Fratelli allo specchio

Alcune partite vivono di attimi, momenti di gioia indescrivibile, azioni fuori dagli schemi: il Napoli è abituato a trasmettere ai propri tifosi emozioni forti, in questa piazza vige la regola dell’inaspettato; una contraddizione in termini che esalta le qualità della compagine azzurra.

Mi viene in mente la partita con il Cagliari (Serie A 2010-2011; 10 novembre 2010) quando il magico duo Cavani – Lavezzi, nell’inedita formula di assistman e goleador, a parti invertite, colleziona la più bella e pazza tra le ripartenze che, poi, si concluse in rete; ricordo l’urlo forsennato di Alvino nella cronaca dedicata al tifo azzurro su Sky: “Core Pazzo Lavezzi”.

E già!  core pazzo..

Perché il Napoli ci tiene incollati allo schermo sino alla fine, l’invenzione è dietro l’angolo;  basti pensare al match di Champions con il Machester City (Champions League 2011-2012, 14/ 09/2011), fuori casa: il gol di Cavani al 24’ della ripresa che fa impazzire i tifosi. In quel momento il cuore pazzo batteva all’unisono in tutti i nostri petti, sembrava potesse scoppiare, urlava la sua gioia, la voglia di tornare ad essere re e regine del calcio internazionale.

Stesso discorso per il match, fuori casa, con il Bayern (Champions League 2011-2012; 02/11/2011); un assolo della corazzata bavarese; poi i gol di testa di Fernandez apparso, in quell’occasione, come il vero ariete fonte delle nostre speranze: in quei salti perentori c’è tutto lo sbalzo d’umore dei tifosi; quei salti li ha fatti lui per noi. Chi, in fede, può dire di non aver  accompagnato quei palloni in rete balzando davanti allo schermo?

Ci sono match che, nella storia di un club, vivono di vita propria; non c’è bisogno di andare a scavare nel magma delle azioni per riconoscere quella che ti fa tremare..

Altre partite, al contrario, sembrano iniziare bene, danno l’impressione di poter diventare uno spettacolo, una goleada e invece…

Mi sto riferendo al match di Europa League, in casa, con il PSV; un ulteriore esempio che mette in risalto come  il Napoli, effettivamente, non abbia nelle sue corde il turnover. Eppure, anche in questo match, c’è stato un attimo (se abbiamo la pazienza di cercare bene e ci impegniamo con pala e piccone a scrostare gli aspetti negativi, lo troviamo) che è valso il prezzo del biglietto. Minuto 21 della ripresa: il giovane Roberto Insigne fa capolino dalla panchina; è l’inizio della sua storia felice, è la possibilità per la società azzurra di esibire i gioielli napoletani.

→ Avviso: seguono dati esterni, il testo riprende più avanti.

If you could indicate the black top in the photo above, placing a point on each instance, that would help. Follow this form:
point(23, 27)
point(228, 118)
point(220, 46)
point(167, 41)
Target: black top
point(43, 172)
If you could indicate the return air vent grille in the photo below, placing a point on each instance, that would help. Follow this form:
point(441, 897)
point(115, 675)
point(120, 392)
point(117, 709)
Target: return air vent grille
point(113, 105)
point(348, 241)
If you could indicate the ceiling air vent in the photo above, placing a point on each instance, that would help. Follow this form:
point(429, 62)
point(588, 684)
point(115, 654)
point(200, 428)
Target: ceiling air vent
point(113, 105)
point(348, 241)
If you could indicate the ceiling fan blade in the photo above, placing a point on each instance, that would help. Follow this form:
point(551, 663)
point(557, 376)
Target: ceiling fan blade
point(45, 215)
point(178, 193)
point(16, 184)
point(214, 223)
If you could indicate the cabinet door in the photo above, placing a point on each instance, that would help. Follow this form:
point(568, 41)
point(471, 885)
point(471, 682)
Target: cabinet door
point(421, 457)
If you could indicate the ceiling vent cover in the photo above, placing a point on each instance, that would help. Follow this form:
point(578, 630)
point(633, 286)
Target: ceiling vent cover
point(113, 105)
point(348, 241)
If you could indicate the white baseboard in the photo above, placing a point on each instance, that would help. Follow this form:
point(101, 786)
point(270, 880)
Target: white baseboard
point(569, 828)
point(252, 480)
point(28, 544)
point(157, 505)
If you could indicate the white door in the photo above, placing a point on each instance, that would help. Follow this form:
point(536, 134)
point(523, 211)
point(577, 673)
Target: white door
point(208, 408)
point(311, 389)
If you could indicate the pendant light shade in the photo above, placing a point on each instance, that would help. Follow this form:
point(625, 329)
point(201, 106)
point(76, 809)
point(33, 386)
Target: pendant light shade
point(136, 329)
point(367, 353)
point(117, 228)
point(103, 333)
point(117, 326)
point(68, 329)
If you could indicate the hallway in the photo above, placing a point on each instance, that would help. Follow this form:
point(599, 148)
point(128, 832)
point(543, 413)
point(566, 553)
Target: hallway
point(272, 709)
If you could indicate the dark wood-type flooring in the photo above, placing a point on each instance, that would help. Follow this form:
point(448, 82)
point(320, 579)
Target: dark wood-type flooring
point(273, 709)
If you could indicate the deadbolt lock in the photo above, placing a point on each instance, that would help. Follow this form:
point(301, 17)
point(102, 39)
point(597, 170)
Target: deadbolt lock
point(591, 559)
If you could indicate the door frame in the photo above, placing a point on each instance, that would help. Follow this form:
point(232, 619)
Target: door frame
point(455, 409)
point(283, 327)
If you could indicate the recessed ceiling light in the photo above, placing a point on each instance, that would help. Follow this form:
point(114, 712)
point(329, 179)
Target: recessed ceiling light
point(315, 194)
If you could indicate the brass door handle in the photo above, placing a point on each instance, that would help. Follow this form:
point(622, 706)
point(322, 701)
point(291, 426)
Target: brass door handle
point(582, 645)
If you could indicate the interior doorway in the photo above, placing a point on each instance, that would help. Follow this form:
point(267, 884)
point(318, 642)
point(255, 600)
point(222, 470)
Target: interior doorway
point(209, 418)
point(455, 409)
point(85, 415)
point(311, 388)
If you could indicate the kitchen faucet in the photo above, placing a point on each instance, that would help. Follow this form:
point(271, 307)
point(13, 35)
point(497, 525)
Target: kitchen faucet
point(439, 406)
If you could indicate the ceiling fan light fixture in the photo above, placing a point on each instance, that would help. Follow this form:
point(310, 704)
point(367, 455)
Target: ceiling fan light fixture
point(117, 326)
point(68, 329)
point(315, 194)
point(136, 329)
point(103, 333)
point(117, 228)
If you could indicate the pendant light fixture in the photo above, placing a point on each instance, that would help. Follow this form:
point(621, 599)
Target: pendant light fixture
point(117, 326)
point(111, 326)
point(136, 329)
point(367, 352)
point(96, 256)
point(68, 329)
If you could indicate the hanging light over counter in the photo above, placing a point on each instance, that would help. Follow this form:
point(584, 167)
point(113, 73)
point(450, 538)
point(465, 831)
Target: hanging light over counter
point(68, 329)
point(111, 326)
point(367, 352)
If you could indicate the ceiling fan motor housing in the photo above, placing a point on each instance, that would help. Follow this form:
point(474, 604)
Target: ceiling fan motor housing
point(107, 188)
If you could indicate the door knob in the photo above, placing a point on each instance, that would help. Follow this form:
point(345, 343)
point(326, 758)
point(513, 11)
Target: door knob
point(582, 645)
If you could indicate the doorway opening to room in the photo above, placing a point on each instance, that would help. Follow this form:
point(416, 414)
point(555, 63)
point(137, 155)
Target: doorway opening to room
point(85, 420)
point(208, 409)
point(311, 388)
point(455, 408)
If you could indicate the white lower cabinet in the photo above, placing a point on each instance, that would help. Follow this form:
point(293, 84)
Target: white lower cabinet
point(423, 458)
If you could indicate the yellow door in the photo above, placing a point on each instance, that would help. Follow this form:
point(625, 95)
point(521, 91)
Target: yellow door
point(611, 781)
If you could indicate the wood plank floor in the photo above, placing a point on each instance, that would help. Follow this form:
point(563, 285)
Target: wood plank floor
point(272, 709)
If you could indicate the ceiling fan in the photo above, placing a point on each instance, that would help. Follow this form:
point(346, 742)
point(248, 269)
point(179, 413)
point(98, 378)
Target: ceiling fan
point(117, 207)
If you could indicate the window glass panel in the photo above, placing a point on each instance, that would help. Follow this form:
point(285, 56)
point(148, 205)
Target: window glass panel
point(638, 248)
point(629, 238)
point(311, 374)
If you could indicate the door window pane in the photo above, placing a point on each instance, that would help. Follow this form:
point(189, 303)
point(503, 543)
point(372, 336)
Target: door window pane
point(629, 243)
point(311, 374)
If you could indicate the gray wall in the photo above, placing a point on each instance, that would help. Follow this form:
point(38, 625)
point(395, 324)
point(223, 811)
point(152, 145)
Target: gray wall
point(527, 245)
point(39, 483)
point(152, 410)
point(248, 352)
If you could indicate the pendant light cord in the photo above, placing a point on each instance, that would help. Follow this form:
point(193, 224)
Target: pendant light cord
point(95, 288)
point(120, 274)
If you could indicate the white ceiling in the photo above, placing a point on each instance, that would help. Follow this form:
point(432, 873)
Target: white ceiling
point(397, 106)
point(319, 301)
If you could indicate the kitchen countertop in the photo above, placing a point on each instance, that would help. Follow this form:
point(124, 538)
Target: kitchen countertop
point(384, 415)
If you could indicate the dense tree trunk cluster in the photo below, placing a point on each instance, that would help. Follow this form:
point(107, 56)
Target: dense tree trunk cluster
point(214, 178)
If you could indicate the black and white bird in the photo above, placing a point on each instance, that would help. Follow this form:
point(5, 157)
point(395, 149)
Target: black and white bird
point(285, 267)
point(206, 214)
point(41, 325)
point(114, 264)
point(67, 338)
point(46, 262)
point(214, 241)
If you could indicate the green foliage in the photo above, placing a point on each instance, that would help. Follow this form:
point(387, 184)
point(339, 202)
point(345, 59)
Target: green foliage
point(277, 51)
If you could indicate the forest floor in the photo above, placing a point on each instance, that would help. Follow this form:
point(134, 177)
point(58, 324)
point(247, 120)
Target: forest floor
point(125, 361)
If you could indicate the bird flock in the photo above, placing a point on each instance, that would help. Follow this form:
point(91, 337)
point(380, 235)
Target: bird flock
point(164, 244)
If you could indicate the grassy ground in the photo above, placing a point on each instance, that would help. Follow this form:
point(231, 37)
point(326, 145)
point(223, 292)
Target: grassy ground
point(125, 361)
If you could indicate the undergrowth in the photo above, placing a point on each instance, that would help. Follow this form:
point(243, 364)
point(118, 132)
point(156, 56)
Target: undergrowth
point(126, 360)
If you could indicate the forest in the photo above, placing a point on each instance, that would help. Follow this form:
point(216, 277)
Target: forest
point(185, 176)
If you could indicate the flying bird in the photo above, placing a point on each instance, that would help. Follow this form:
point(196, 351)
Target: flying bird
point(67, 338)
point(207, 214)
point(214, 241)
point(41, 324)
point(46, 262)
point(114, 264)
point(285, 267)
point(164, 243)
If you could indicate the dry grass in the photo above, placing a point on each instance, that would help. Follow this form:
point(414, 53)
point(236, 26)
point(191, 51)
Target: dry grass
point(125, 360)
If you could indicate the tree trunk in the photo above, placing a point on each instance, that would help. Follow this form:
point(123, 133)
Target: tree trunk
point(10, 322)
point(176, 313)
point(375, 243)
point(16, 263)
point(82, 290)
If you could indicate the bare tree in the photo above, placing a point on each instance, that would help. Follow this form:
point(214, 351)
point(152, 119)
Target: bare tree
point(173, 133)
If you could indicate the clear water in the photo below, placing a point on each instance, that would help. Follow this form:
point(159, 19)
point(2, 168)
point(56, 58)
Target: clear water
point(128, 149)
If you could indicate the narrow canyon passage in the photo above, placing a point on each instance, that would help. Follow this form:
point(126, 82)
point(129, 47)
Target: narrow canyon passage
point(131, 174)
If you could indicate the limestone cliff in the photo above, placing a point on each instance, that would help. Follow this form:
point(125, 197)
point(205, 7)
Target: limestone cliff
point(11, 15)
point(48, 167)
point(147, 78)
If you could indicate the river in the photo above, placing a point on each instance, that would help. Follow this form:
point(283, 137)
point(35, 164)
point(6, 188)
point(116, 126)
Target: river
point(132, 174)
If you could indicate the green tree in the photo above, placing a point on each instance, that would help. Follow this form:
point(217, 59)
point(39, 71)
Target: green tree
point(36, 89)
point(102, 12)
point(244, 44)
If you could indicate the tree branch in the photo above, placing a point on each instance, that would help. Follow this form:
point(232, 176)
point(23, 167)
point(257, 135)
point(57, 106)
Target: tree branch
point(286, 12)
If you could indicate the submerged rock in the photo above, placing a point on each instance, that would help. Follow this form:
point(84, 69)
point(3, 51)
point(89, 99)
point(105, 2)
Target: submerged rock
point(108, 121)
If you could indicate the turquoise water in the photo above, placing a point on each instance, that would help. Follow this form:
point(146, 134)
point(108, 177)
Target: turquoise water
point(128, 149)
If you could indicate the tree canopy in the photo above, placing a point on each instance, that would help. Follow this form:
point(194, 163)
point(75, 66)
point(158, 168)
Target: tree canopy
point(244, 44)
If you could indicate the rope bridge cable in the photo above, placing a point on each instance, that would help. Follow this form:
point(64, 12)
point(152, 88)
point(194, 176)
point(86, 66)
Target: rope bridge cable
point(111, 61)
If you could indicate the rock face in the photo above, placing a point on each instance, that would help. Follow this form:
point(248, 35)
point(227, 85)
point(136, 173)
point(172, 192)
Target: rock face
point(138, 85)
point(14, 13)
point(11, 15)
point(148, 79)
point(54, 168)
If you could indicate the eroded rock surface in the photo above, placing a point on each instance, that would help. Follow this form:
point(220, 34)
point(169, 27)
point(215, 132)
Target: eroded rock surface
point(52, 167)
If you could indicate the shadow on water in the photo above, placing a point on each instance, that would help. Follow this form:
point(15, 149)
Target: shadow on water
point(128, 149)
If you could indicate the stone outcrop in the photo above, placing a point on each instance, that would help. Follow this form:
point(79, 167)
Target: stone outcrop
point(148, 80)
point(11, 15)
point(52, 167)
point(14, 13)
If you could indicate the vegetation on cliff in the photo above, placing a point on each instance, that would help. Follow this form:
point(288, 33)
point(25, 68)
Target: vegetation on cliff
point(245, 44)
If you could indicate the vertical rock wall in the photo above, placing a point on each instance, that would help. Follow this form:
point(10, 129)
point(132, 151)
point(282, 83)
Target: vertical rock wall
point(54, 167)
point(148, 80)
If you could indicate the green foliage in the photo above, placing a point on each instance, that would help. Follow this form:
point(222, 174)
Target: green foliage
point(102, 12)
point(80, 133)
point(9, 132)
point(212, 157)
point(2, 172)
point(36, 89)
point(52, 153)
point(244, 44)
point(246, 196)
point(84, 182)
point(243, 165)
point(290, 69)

 Il Napoli deve molto alla famiglia Insigne; grazie a questo nucleo familiare la società, una volta di più, si stringe intorno ai propri tifosi.

Gli Insigne ci danno l’opportunità di riportare alla luce una lezione che sembrava dimenticata: se sei bravo, umile, t’impegni e non ti fai abbattere la vita può aprire porte che, sin da piccolo, nel campetto sotto casa, speravi si spalancassero solo per te.. Solo per vedere l’effetto che fa..   Stare lì, all’interno del San Paolo, indossando una maglia che senti cucita addosso.

Le trame di quella casacca si legano con ogni parte del tuo organismo;  non è solo una maglia: è molto più di una seconda pelle.

Mai come in  questo caso si può parlare di fratelli allo specchio: Lorenzo con il numero 24, Roberto con il numero 42; Lorenzo un destro, Roberto un mancino; Lorenzo una seconda punta di fantasia, Roberto una seconda punta di qualità, sostanza e capacità di stare al servizio della squadra.

Roberto ha cercato, da subito, di mettersi in mostra ma la strana partita del San Paolo ha, alla fine, contagiato anche lui: da parte sua si registra uno stop pregevole in area con finta mancina incorporata ma un tiro sparato alto.

Napoli-PSV si è rivelata una di quelle classiche partite in cui la palla non ne vuole sapere di entrare; gli ultimi minuti del secondo tempo abbiamo assistito ad un assedio: continui tentativi imprecisi o azioni che sbattevano, inesorabilmente, contro la difesa avversaria.

Per rendere l’idea possiamo azzardare una caricatura dello scontro: per come si erano messe le cose sarebbe stato lecito aspettarsi che, da un lato del campo, facesse capolino Willy il Coyote e, con i suoi strumenti ACME, tentasse, direttamente, di far sparire la porta avversaria; tanto, ormai, era diventata un miraggio.

Rimane la consapevolezza che il futuro è nostro.. Grazie agli Insigne.